Artifacts returned to Argentine museum

BARREDA, V.D. et al. Science. 2010 This 47-million-year-old fossil may be the oldest relative of the daisy, sunflower, and lettuce ever foundBARREDA, V.D. et al. Science. 2010

In 2010, the journal Science described a 47-million-year-old fossil of a plant from the Asteracea family. Found near the city of Bariloche in Argentina, it suggests that the predecessors of the daisy, sunflower, and lettuce, among 23,000 other species in the family, may have emerged in Patagonia. The rare fossil was stored at the Bernardino Rivadavia Argentine Museum of Natural Sciences (MCNBR) in Buenos Aires. It was later stolen, along with other objects, including the complete skeleton of a hadrosaur (an herbivorous dinosaur measuring 8 to 10 meters long and 4.6 meters high), dinosaur eggs, and an ammonite (an extinct marine animal). In November, some 6,400 artifacts were returned to the museum after being recovered by Argentine and Spanish customs authorities. The items were illegally sent to Spain in September 2020, probably by a man from the Argentine province of Rio Negro, who claimed he was moving to Europe.

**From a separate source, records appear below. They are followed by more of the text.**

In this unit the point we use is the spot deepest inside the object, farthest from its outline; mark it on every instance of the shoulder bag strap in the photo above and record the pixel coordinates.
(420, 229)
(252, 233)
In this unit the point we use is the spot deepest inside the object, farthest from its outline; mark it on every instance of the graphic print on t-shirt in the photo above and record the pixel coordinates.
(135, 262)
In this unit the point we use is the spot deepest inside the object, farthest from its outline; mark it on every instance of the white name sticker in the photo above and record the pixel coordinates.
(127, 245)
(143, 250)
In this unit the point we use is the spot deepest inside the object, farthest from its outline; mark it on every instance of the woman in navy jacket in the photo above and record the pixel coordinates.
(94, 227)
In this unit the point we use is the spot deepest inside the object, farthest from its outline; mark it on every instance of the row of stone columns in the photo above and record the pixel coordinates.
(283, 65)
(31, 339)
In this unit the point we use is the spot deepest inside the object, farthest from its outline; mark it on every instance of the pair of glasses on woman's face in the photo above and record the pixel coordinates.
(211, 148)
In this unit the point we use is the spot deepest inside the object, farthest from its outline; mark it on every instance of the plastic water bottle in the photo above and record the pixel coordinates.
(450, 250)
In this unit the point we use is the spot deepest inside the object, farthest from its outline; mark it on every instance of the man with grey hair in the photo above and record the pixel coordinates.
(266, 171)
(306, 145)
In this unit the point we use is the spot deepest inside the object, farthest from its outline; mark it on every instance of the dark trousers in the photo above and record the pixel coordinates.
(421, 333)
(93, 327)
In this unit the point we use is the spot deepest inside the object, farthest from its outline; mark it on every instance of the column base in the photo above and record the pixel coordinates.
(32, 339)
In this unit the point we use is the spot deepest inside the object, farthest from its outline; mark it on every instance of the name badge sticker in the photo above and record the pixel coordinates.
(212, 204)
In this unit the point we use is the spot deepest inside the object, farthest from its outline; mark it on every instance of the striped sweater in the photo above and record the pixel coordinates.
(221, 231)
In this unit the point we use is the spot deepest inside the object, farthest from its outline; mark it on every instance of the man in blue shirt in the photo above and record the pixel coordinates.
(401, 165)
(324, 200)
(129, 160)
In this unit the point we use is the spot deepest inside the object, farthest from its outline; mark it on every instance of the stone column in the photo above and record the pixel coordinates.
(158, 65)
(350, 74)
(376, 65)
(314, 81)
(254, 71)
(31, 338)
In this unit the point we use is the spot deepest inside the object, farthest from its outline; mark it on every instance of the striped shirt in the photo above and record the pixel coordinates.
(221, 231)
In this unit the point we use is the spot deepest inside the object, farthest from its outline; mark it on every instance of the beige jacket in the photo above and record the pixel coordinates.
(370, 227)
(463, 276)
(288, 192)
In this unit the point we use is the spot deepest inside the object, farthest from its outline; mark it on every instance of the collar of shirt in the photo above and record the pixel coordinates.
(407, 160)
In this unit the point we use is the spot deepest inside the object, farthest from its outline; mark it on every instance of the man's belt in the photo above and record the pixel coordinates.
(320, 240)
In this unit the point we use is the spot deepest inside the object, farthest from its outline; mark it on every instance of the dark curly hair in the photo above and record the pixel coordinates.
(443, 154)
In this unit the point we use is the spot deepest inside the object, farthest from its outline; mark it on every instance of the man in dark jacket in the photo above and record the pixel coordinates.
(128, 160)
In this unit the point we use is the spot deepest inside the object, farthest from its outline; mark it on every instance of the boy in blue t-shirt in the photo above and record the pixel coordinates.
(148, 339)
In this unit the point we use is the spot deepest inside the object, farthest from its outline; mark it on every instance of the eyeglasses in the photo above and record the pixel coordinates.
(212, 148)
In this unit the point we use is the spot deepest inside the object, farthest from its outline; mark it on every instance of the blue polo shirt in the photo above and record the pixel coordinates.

The authorities in Rio Negro were alerted to the situation, but the artifacts had already left the country. “It is a source of great pride to be able to return our heritage to its place of origin,” said customs director Guillermo Michel in a statement issued by the Argentine National Council for Scientific and Technological Research (CONICET) (Science, September 24, 2010; CONICET Newsletter, November 14).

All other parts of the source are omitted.